O preconceito dessas pessoas não é novo. O primeiro e grande preconceito que a porca-imprensa brasileira disfarça e esconde é o preconceito contra os cariocas. Alguns paulistas afirmam que são preguiçosos e que só em São Paulo se trabalha enquanto no Rio se divertem.
Agora, temos um candidato à Presidência da República que alega ser culpa dos 'migrantes' a decadente e péssima educação oferecida no Estado de São Paulo. Tudo isso com o apoio e a proteção da porca-imprensa do país. Aquela que está em todo contrato suspeito do governo mentiroso e ineficaz paulista.
O PSDB indicou um homem que não tem visão de país. A única coisa que ele vê é o sectarismo.
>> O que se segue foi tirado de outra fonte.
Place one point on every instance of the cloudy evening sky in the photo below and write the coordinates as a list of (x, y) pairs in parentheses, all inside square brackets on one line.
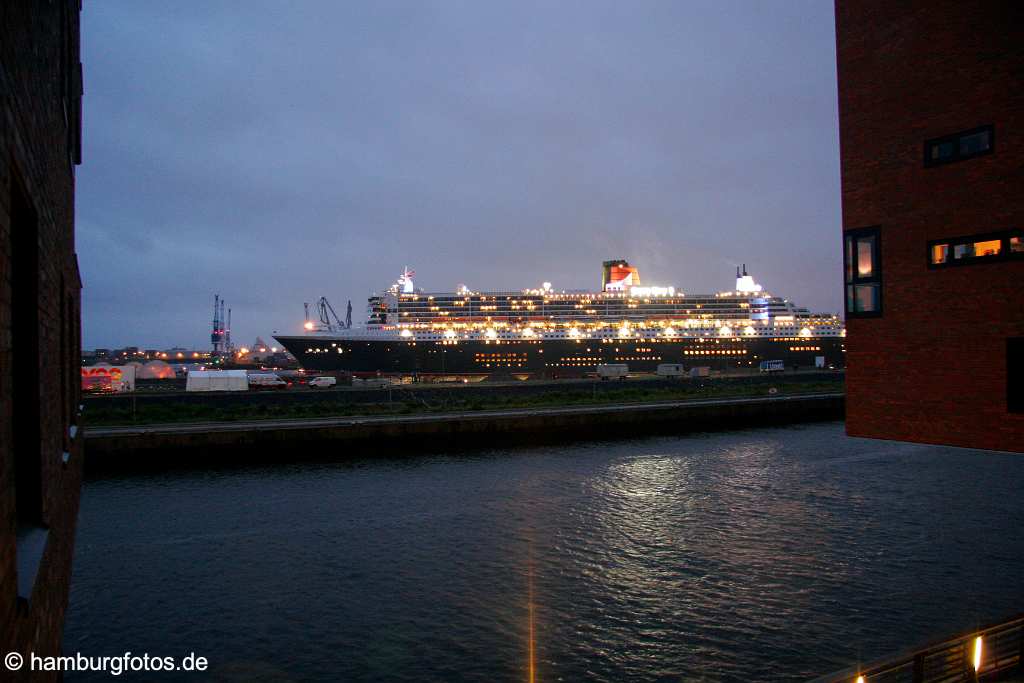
[(275, 152)]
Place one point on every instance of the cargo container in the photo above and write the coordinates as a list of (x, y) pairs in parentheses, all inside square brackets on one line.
[(217, 380)]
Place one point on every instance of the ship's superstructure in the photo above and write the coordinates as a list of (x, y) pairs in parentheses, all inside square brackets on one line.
[(546, 332)]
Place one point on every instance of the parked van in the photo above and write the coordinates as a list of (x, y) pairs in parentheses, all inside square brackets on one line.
[(268, 381), (671, 370)]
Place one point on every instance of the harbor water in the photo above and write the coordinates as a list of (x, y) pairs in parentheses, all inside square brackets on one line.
[(770, 554)]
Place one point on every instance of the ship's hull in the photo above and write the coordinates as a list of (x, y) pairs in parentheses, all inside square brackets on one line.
[(553, 357)]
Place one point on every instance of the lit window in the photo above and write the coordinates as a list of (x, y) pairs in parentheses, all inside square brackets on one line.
[(976, 249), (863, 272), (1015, 374), (966, 144)]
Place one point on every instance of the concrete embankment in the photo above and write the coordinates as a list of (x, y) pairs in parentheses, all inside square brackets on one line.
[(338, 438)]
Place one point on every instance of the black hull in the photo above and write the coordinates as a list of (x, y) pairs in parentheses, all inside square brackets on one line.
[(554, 357)]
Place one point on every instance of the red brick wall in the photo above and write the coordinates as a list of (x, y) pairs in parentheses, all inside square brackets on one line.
[(38, 41), (932, 368)]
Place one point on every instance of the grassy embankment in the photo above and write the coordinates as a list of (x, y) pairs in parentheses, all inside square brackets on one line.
[(407, 402)]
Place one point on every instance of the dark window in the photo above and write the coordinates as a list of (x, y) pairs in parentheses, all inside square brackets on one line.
[(862, 269), (958, 146), (1015, 374), (986, 248), (25, 360)]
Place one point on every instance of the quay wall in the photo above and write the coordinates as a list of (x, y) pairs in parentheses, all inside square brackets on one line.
[(162, 446), (440, 393)]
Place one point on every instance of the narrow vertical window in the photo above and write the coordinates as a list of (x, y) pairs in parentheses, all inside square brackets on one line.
[(862, 268), (1015, 374), (25, 361)]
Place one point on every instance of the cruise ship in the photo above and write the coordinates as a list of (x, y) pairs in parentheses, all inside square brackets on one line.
[(542, 332)]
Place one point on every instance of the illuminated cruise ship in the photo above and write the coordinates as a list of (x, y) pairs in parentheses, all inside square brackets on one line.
[(547, 333)]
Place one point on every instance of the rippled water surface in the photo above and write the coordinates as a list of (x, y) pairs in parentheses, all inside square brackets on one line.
[(773, 554)]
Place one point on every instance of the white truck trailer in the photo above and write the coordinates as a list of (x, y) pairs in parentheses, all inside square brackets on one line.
[(217, 380), (612, 371)]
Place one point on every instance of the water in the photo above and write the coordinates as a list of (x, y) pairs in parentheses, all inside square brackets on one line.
[(772, 554)]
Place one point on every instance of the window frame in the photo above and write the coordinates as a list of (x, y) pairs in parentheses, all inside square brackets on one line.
[(1005, 254), (955, 138), (855, 279)]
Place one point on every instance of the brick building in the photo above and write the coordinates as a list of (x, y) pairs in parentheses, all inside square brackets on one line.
[(931, 103), (40, 447)]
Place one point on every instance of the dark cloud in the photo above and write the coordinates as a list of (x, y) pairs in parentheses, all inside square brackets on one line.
[(275, 152)]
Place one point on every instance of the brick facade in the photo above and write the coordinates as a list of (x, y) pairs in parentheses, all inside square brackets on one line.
[(933, 367), (40, 100)]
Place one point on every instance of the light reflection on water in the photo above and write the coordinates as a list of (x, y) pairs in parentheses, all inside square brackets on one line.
[(770, 554)]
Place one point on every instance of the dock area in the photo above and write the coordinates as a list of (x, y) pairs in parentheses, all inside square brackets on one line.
[(289, 439)]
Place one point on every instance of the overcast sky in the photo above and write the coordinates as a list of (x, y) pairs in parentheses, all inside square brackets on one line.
[(276, 152)]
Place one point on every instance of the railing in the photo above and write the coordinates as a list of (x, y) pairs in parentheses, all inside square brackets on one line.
[(987, 653)]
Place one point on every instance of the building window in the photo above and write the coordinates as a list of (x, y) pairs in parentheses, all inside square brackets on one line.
[(1015, 374), (958, 146), (862, 267), (976, 249)]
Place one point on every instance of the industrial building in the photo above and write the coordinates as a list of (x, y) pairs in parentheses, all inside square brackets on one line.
[(40, 442), (931, 108)]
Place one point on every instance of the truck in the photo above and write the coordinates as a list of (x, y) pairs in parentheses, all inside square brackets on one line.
[(612, 371), (671, 370), (217, 380)]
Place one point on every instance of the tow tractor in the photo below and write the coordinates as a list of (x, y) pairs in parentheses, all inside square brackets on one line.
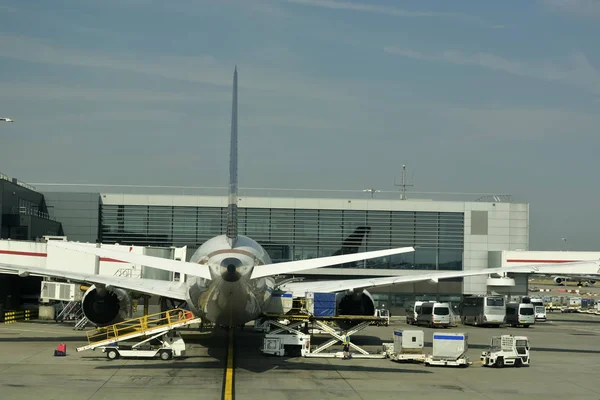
[(507, 350)]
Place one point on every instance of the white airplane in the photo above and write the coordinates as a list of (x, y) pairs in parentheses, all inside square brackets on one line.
[(230, 278), (562, 280)]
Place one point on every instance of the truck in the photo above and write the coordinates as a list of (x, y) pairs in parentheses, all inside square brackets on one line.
[(482, 310), (539, 309), (507, 350)]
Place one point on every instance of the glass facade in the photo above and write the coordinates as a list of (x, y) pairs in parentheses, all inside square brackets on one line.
[(295, 234)]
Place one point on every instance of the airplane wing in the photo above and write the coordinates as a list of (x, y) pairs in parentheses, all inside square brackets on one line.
[(165, 264), (174, 290), (300, 288), (301, 265)]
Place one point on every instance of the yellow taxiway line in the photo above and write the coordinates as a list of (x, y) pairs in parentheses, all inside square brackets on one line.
[(228, 386)]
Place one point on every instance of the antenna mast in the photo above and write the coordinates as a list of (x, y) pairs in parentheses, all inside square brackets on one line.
[(403, 185)]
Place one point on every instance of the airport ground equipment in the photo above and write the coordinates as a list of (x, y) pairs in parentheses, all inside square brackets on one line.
[(286, 345), (171, 345), (507, 350), (298, 326), (449, 349), (144, 328), (384, 317), (407, 346)]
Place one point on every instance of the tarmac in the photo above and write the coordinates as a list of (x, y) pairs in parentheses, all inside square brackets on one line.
[(565, 354)]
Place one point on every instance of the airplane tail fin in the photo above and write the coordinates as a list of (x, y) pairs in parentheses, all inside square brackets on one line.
[(232, 225)]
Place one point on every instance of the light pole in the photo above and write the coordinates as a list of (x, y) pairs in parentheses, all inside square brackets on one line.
[(372, 191)]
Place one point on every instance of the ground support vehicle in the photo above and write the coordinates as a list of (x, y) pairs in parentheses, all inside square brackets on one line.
[(449, 349), (507, 350)]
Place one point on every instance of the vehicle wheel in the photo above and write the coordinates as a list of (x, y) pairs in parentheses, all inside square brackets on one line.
[(112, 354), (165, 355)]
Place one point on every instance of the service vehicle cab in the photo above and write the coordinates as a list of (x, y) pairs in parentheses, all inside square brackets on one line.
[(507, 350), (522, 314)]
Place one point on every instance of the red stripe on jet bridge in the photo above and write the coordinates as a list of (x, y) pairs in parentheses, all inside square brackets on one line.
[(23, 253), (542, 261), (106, 259), (33, 254)]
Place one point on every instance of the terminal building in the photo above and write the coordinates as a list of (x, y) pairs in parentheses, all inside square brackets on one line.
[(447, 235)]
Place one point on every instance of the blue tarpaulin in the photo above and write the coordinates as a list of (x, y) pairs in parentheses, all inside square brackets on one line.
[(324, 304)]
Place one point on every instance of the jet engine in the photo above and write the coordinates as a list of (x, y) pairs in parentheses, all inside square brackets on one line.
[(106, 306), (355, 302)]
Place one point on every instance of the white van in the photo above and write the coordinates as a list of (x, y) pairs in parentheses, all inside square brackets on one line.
[(434, 314), (539, 309), (520, 314), (412, 310)]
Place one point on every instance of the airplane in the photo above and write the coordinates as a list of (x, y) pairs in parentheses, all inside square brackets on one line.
[(230, 278)]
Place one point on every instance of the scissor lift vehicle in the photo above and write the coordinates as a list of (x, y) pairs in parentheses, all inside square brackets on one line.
[(298, 342), (161, 327), (507, 350)]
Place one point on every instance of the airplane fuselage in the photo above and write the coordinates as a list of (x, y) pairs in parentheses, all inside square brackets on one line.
[(230, 298)]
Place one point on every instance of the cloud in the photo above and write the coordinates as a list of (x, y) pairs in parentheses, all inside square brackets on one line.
[(581, 8), (509, 123), (201, 69), (61, 92), (577, 71), (386, 10)]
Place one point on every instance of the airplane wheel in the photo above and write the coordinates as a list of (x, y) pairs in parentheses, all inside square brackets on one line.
[(112, 354)]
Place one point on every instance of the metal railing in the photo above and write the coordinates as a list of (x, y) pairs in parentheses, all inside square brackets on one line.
[(32, 211), (16, 181), (137, 325)]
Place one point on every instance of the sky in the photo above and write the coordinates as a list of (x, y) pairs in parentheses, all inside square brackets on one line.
[(474, 97)]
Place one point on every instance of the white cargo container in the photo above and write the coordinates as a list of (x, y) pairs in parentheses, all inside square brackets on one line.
[(407, 346), (279, 303), (408, 341), (449, 345), (449, 349)]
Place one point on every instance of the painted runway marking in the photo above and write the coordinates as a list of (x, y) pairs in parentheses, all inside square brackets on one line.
[(228, 392)]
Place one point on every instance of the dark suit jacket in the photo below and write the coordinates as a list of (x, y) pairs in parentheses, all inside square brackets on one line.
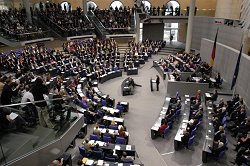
[(157, 80)]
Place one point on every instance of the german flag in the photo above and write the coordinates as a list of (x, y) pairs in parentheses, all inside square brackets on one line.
[(213, 51)]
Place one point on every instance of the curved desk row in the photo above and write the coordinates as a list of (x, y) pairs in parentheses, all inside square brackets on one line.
[(129, 149), (110, 75), (125, 87), (184, 88), (159, 68), (183, 124), (108, 163)]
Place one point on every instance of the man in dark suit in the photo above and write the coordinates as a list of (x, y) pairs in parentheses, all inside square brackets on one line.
[(157, 82)]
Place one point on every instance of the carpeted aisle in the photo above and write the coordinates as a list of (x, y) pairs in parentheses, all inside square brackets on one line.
[(144, 108)]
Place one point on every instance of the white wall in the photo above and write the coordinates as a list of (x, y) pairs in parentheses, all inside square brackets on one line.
[(225, 62)]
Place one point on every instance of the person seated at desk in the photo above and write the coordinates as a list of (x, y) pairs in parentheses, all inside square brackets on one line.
[(196, 105), (97, 148), (109, 101), (242, 157), (110, 154), (198, 115), (185, 137), (217, 80), (107, 134), (87, 146), (126, 158), (113, 122), (217, 148), (6, 122), (214, 96), (243, 142), (241, 129), (190, 79), (217, 135), (221, 103), (96, 131), (122, 132), (131, 82), (57, 162), (163, 126)]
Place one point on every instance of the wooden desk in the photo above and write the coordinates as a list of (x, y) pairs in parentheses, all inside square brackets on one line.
[(183, 125)]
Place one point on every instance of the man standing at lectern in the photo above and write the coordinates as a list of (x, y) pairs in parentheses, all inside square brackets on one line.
[(157, 82)]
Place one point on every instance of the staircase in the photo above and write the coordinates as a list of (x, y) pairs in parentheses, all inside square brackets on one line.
[(100, 29), (9, 42), (42, 24)]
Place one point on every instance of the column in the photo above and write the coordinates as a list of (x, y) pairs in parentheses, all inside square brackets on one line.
[(137, 24), (190, 26), (26, 5), (85, 8)]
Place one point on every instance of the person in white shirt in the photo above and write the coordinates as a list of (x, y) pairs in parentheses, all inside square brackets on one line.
[(27, 96)]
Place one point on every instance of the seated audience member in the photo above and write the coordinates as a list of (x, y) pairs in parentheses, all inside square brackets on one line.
[(214, 96), (6, 122), (57, 162), (217, 135), (242, 157), (163, 126), (185, 137), (87, 146), (217, 148), (110, 154), (97, 131), (107, 134), (243, 142), (97, 148), (122, 132), (126, 158), (9, 89), (191, 125), (109, 101), (132, 82), (242, 129), (218, 80)]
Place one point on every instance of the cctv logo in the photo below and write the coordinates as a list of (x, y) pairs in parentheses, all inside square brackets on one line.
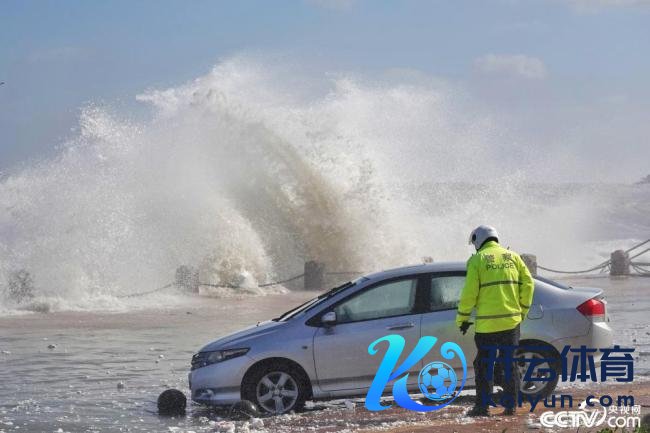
[(437, 380)]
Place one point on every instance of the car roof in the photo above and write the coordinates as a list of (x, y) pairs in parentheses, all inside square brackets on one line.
[(423, 268)]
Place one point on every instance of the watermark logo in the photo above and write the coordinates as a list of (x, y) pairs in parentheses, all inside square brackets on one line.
[(438, 381), (614, 417)]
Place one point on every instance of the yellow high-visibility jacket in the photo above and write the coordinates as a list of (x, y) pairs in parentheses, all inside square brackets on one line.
[(499, 286)]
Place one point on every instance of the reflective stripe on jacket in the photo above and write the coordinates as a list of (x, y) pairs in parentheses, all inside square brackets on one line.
[(499, 286)]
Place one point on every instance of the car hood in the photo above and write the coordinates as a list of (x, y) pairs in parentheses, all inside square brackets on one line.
[(240, 337)]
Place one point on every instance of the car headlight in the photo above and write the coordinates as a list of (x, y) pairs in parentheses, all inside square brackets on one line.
[(202, 359)]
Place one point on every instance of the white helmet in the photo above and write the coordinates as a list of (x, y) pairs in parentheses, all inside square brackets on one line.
[(481, 234)]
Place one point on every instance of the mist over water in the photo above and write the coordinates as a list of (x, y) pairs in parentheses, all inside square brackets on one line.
[(251, 170)]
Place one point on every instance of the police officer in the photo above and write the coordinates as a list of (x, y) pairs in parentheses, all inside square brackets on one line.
[(499, 286)]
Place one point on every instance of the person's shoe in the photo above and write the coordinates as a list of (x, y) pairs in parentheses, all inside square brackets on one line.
[(478, 411)]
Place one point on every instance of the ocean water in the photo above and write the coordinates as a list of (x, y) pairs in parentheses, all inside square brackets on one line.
[(251, 170), (74, 385), (245, 174)]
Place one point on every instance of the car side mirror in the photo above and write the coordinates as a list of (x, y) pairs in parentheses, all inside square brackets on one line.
[(329, 319)]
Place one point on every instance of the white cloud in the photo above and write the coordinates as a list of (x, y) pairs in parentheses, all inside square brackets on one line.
[(511, 64)]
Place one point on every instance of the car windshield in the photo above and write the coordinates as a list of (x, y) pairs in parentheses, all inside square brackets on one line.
[(317, 300), (553, 283)]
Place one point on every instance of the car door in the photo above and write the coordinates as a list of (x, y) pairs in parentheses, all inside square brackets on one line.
[(341, 351), (442, 294)]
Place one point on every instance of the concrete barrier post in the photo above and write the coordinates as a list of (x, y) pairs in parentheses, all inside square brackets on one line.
[(314, 275), (531, 262), (620, 263)]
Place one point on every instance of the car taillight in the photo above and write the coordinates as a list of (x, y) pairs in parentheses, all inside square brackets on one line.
[(593, 309)]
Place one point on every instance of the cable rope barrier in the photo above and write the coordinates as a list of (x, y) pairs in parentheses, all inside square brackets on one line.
[(641, 269)]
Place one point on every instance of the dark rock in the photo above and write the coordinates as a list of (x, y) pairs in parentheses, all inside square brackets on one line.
[(172, 402)]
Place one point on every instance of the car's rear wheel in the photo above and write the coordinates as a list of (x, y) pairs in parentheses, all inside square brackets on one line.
[(275, 389), (545, 359)]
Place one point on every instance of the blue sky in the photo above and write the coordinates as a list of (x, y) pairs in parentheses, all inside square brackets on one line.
[(583, 62)]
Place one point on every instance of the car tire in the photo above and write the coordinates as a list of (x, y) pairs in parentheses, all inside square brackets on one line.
[(275, 389), (538, 389)]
Visão esta ovacionada por alguns integrantes da eliste industrial paulista que pensa que é autosuficiente e que o Brasil é um 'estorvo'. Essas pessoas enriqueceram explorando mão-de-obra barata de nordestinos que, governo após governo, beneficiava o estado de São Paulo em detrimento dos demais. Concentrando lá recursos e condições para desenvolver a indústria. Construíram seus castelos em cima da honra, do trabalho, do suor e do sangue de pessoas vitimadas e exploradas pela velha política assimétrica e discriminatória de São Paulo através de seus políticos.
De repente, o Brasil tem um Presidente que olha o país como um todo e faz o que deveria ser feito há muito tempo no país: distribui riqueza de maneira mais justa e honesta. De repente se vê o movimento de ódio de quem sempre se beneficiou das injustiças no país.
O Presidente Lula inaugurou um fase de justiça social e desenvolvimento distribuído. Não prejudicou São Paulo, mas a horda odiosa que tomou conta da política paulista vende aos paulistanos a idéia de que o governo lhes tira alguma coisa e que eles são um tipo especial de pessoas, vertendo o seu ódio guardado sobre os mais fracos: os 'migrantes'.
A estratégia do paulista Serra é rasteira e se assemelha à estratégia da ascensão do nazismo na Alemanha. As mentes fracas sucumbem, só alguns poucos vêem com clareza o mal contido nela.
Os brasileiros de verdade precisam lutar contra esse mal que nos ameaça como povo e como nação íntegra e diversificada. A contraposição a esse dano é Dilma Rousseff, que representa o governo plural e equilibrado do Presidente Lula.